Speakers repeatedly raised transportation and space constraints. Diane Shorts (Worcester County) said some parts of her county are losing centers and lack room in school buildings to expand pre‑K. Elizabeth Sailor (Caroline County supervisor of instruction) cited transportation and geographic spread as barriers that reduce family access even where slots exist.
Several participants highlighted the role of Judy and PADI centers and Head Start in reaching families with multiple needs. Tess, a Judy/PADI coordinator, said those hubs can offer food, clothing and home‑visiting supports and allow relatives or caregivers to bring children for services when parents cannot.
A recurring technical concern was data: Ismenda Johnson, a Judy Center coordinator in Baltimore City, asked whether MSDE could develop a database to locate where young children live so outreach can better match available seats with families. Facilitators said MSDE is considering validation work and data updates; Shana Cook noted the department is "looking into doing a validation study of the QRS system once we've put in place some updates to that system" to better measure whether rating levels correlate with readiness.

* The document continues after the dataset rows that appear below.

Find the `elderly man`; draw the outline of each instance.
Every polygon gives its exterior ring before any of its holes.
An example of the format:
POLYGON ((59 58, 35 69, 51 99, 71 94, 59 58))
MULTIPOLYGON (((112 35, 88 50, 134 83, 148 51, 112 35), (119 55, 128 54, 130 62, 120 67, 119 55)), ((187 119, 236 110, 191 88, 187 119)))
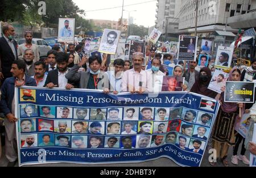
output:
POLYGON ((26 75, 31 77, 35 75, 34 60, 35 55, 32 49, 27 49, 24 52, 23 60, 26 63, 26 75))
POLYGON ((19 59, 22 60, 25 55, 25 52, 27 49, 30 49, 33 52, 35 57, 34 62, 39 61, 40 55, 38 46, 32 43, 32 39, 33 39, 33 33, 32 32, 27 31, 25 32, 24 37, 26 42, 20 45, 18 48, 18 57, 19 59))
POLYGON ((123 92, 138 92, 152 91, 152 79, 148 72, 142 69, 143 56, 135 53, 133 57, 133 69, 126 70, 122 78, 123 92))

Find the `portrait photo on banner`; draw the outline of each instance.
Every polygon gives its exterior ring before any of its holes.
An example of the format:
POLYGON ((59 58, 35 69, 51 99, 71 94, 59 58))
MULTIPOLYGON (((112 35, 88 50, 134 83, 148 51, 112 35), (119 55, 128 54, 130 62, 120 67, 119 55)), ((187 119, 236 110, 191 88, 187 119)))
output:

Participants described common policy levers they want to see prioritized: incentives and supports tailored to family child care, streamlined ExCELS processes for small providers, transportation and space solutions for rural counties, and robust outreach to find children not currently in pre‑K or early intervention.
The charrette did not produce formal decisions; the session ended with an invitation to continue ranking strategies via Slido and to complete the department’s online survey.